Two hours after I uploaded the files for one guy in Canada, a link to my server was posted on a Chinese message board, and there are suddenly have several Chinese Transformers fans downloading it from me. …Oops.
10 hours (and a signifigant chunk of my monthly bandwidth allotment) later, that’s trickled down to nothing. The episode finally made its way to Megaupload, and from there to Torrent sites (the reverse of the usual pattern!) where much vaster numbers of people will download them. I have no idea if the versions being uploaded came from my server, or via someone else independently exploiting the same security flaw. It’s about 50/50 odds either way– one badly secured file was “transformed” into 30,000+ downloads in the span of about 10 hours. The episode won’t air for another 24.
That’s slower than usual. Usually it only takes 3 hours.
Is There Life on Mars?
The music industry spent a decade fighting the idea of digital music before embracing it– with restrictive Digital Rights Management. They’re now slowly coming to terms with the fact they have to give that up too– because by the time they came around, the consumers had already embraced devices that made that way of doing things a restrictive nuisance.
Television fought the same battles– and is now finally grudgingly releasing their content on sites like Hulu, generally under the same “watch the episodes after a blackout period” system, kneecapping their content in the name of protectionaism for their broadcast advertizers.

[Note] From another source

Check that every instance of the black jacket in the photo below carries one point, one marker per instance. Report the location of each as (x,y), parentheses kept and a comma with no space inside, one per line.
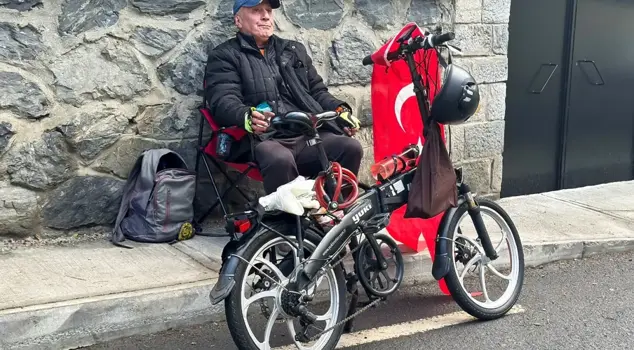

And as-can-be-expected, because viewers want to see them NOW, a network has spring up for encoding and distributing the episodes hours after their air– “Fuck your blackout period.”
These pirated episodes, unlike the ones on Hulu.com, have no advertisements whatsoever. If Hulu offered the episodes the same time that they aired… there would be no pirate network. (Or at least it would be very small.)
So the question really becomes… how can the networks sell ad-space on a pirated television show when the people doing the piracy cut out ads?
I argue “yes,” but that’s a subject for another time.